Google recently announced a Federated computing program,A Chinese startups has made relevant results
Recently,Google launched a paper on Federated learning. Based on TensorFlow, the paper distributes the model training process distributedly on the mobile phone side, and aggregates the results into tens of millions of mobile models to aggregate and update to the cloud.The terminal computing power training model is implemented on the basis of guaranteeing user privacy and data ownership. At the same time,Google also announced the project — Federated computing,in the future will use a MapReduce-like computing framework to process log data,providing gengral-purpose computing service. Coincidentally,a Chinese startup has made a lot of relevant results.
Gravity.link is a Chinese startup that determined the strategic goals of shared computing in early 2018.Similar to Google’s Federated Computing (FL), it increases computational efficiency and guarantees data privacy and ownership by moving calculations to the edge. In May 2018, the team launched the first version of the MapReduce computing framework based on Android phones. At the end of 2018, in the test network of tens of thousands of nodes, the actual business processing operations were run.
Gravity-PMapReduce (PMR) and Google Co-training face similar issues such as limited terminal resources, stability, scale, security, and trustworthiness.
Google uses some free infrastructure, such as Safety Net, to ensure that the terminal performs legitimate programs in a jail-free environment (not expected to be available on domestic phones due to Google Play issues). The Secure Aggregation protocol is used to implement a model of an individual device that is only aggregated in the cloud and cannot be viewed. In the future, multi-tenant capabilities will be provided to enable individual devices to handle different tasks and optimize. In addition, by compressing data transmission, reducing network overhead and the like.
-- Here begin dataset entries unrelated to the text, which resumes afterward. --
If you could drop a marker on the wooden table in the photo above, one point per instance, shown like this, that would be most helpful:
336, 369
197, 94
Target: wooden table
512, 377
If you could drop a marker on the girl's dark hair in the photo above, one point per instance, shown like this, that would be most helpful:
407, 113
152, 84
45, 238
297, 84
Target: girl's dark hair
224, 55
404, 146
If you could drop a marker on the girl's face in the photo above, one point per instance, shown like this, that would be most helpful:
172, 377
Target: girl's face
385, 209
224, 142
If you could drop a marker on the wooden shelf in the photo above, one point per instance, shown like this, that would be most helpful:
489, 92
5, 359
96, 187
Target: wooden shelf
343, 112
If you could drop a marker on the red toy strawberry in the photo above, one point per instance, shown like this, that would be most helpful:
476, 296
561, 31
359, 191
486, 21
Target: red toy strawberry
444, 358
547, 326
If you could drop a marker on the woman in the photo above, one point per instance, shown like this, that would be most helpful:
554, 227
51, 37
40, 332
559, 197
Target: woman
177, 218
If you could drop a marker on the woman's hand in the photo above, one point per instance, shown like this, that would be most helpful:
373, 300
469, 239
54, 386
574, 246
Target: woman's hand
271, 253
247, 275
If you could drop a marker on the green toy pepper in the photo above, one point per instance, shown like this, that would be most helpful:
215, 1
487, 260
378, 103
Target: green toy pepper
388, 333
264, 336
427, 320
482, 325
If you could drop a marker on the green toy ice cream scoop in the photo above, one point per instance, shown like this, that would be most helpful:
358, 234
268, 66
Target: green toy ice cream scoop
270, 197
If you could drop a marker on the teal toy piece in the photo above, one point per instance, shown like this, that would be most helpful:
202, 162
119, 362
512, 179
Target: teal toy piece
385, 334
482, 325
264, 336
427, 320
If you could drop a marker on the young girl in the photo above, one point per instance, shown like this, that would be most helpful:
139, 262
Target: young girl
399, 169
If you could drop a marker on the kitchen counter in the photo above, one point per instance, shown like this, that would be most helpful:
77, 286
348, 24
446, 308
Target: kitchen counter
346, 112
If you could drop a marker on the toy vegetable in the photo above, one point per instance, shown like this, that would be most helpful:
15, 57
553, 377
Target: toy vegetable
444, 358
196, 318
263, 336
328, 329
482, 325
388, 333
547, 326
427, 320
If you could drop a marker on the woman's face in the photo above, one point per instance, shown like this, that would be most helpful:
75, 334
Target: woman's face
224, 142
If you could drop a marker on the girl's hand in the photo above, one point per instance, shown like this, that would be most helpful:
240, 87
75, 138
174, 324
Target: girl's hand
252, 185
Google is currently only doing Federated training and can develop customized optimization solutions. Gravity’s PMR is a general-purpose data processing framework, so the solution will be different. PMR solves trusted and data security issues with TEE and uses TrustZone technology in ARM devices. The PMR is optimized based on the execution calculation of the calculation job, making the data transfer cost the lowest in the iterative calculation process. The underlying Gravity also provides a more flexible resource scheduling system, including resource management and networking. Includes a container-based VCU normalization scheme that provides multi-tenancy capabilities and a VPC networking solution that supports NAT penetration on public networks.
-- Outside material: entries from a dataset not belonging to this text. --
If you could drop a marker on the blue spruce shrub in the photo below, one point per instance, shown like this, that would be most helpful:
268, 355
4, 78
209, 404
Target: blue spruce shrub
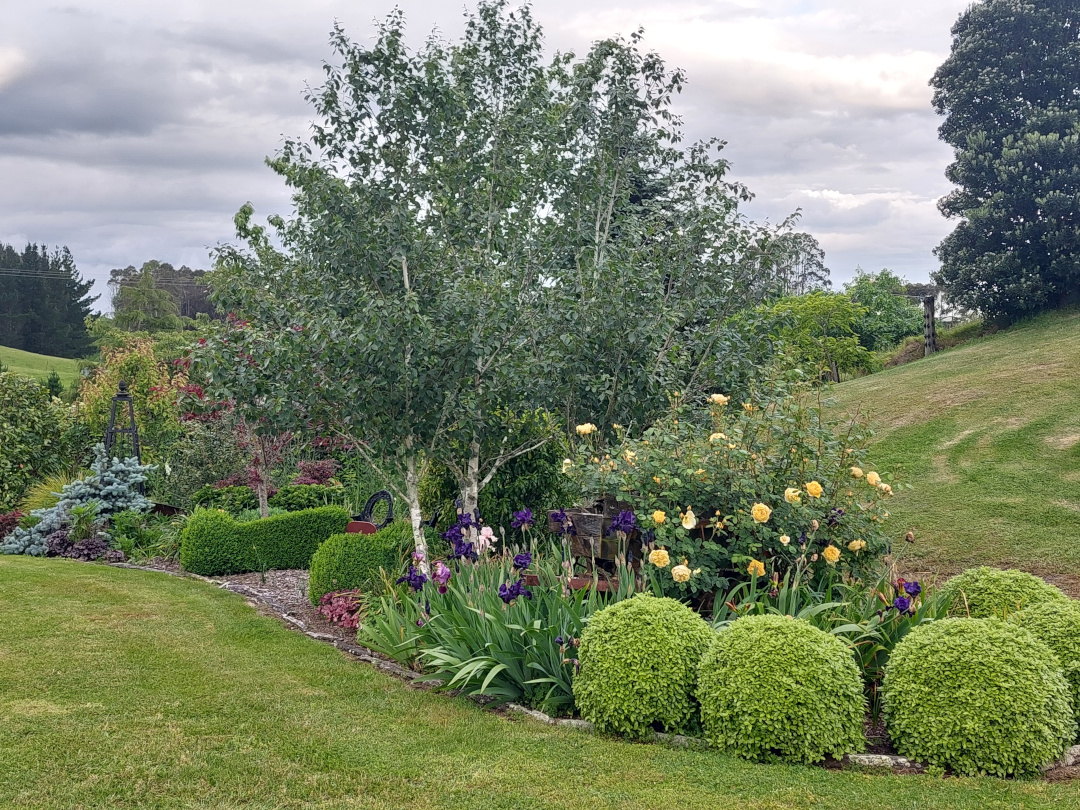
778, 689
1057, 625
977, 696
639, 665
111, 485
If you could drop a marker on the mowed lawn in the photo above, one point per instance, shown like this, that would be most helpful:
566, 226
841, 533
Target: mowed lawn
122, 688
38, 366
988, 434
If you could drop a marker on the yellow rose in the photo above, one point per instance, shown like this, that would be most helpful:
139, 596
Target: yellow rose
689, 518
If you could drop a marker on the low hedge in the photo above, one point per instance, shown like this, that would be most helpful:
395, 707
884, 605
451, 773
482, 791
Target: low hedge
977, 697
215, 543
1057, 625
993, 593
350, 562
295, 497
773, 688
639, 665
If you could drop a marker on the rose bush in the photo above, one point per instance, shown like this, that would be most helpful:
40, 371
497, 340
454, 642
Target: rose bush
767, 481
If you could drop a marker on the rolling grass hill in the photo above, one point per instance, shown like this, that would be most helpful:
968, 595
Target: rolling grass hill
39, 365
988, 435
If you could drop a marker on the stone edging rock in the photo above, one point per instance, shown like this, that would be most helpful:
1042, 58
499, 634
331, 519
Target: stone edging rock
882, 761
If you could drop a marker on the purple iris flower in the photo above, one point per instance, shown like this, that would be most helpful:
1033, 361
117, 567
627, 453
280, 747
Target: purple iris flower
442, 575
563, 521
623, 522
414, 578
522, 520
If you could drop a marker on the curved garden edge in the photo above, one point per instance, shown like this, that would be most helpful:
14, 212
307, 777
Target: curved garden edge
881, 763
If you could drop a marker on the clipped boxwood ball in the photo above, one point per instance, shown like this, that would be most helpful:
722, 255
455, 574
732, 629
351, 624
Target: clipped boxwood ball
1057, 625
349, 562
774, 688
638, 665
986, 593
976, 696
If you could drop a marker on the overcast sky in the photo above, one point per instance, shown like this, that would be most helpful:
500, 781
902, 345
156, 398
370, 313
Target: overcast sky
132, 131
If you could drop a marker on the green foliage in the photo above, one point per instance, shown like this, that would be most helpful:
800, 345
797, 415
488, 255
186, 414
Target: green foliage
775, 688
214, 543
142, 536
1057, 625
46, 491
977, 696
1015, 132
890, 315
203, 454
639, 665
295, 497
817, 333
532, 480
718, 462
232, 500
140, 306
154, 385
358, 562
471, 638
32, 426
984, 593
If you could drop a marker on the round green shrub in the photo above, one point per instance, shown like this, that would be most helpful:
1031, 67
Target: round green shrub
349, 562
638, 665
976, 696
993, 593
778, 689
1057, 625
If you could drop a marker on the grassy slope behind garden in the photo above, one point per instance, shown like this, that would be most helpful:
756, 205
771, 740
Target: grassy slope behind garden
988, 434
38, 366
122, 689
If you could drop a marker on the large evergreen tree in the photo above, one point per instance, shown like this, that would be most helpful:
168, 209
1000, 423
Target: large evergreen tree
43, 301
1010, 93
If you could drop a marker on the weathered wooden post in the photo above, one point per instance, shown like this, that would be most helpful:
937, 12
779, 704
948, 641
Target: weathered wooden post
929, 326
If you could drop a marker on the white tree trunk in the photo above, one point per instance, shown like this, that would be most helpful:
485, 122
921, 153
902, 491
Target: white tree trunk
413, 494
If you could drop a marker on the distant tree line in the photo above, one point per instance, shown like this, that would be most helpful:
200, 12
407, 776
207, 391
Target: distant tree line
43, 301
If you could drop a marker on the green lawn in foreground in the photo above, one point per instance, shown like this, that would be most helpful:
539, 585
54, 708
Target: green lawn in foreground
38, 366
122, 688
988, 434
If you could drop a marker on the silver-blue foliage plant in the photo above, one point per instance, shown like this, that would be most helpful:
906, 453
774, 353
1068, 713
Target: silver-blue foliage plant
112, 485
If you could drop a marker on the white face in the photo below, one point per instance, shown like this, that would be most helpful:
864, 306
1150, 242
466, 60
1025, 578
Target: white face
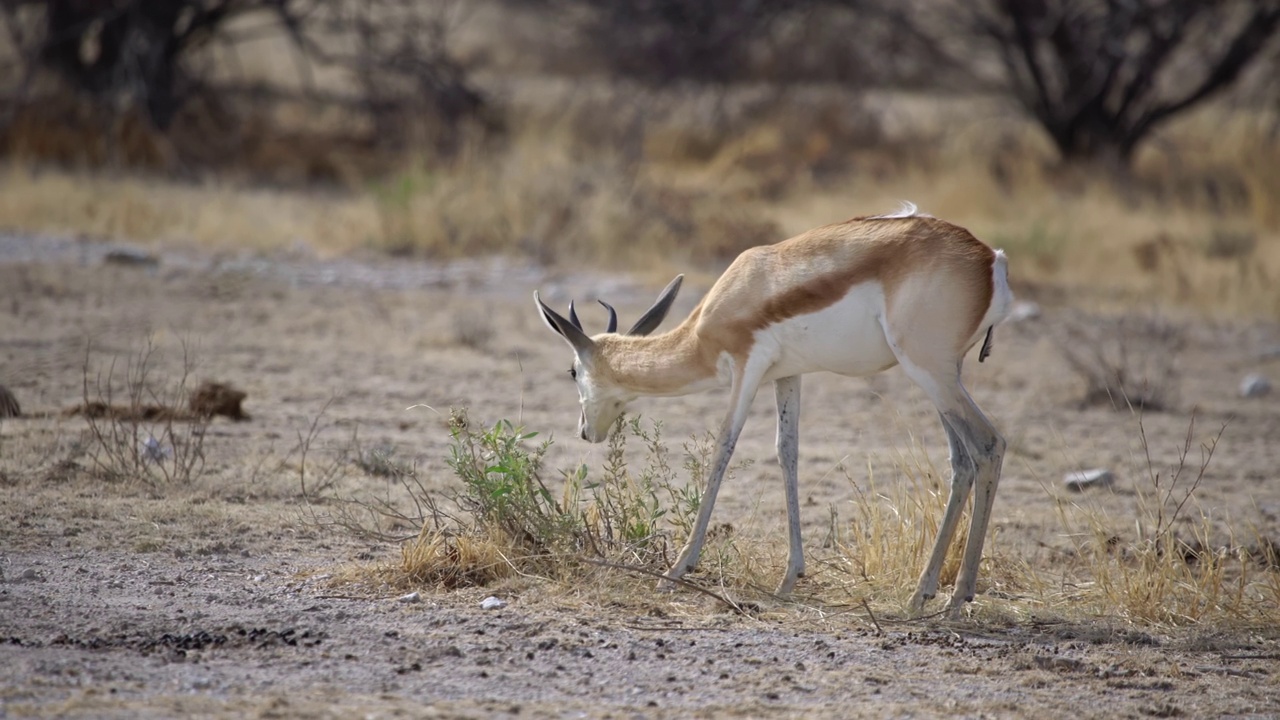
602, 405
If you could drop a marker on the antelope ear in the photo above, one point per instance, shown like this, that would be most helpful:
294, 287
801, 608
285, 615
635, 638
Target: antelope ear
656, 314
579, 340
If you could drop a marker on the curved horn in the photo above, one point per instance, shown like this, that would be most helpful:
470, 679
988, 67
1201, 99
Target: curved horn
613, 317
565, 328
654, 315
572, 315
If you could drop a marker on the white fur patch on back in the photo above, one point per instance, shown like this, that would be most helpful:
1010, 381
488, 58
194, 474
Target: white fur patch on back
905, 210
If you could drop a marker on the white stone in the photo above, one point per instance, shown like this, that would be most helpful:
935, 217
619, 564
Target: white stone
1024, 310
1080, 481
1255, 386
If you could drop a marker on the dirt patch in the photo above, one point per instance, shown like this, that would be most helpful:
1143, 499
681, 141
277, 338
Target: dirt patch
218, 597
Regarding data privacy and ownership issues, only a combination of computing and storage can be completely resolved. Both FC and PMR ensure data compliance by moving data to the edge to avoid data collection to the cloud. However, there is a problem FC does not explain, the data is not transmitted to the cloud to represent the user’s terminal power and data? Are users willing to share these resources? Maybe Google will add terms in the user agreement in the future. Gravity’s model is different. Contributing computing resources and data is the user’s active behavior. Through a set of incentive modes, the user’s contribution will be recorded in the blockchain. These resources are provided to the entity as a cloud computing service (Gravity-GCloud), and users who provide computing power will periodically share revenue based on the deposit.
As early as April 18, Gravity was the first to launch the Android version of the phone, users can download and install, perform the corresponding tasks and gain revenue. Gravity currently supports not only Android phones but also other ARM devices and PC servers. It is working with multiple data centers and mines, and some early customers in the fields of Internet finance, digital marketing, e-commerce and genetic data are collaborating to prepare for commercialization.
Gravity provides a shared computing engine that combines idle mobile phones, terminals, PCs, and more into a huge computing cluster. Gravity provides a peer-to-peer MapReduce framework for processing big data, and P2P’s resource scheduling system makes efficient use of each node’s resources. The blockchain value network is used to enable resource sharers to obtain incentives in a network of mutual trust.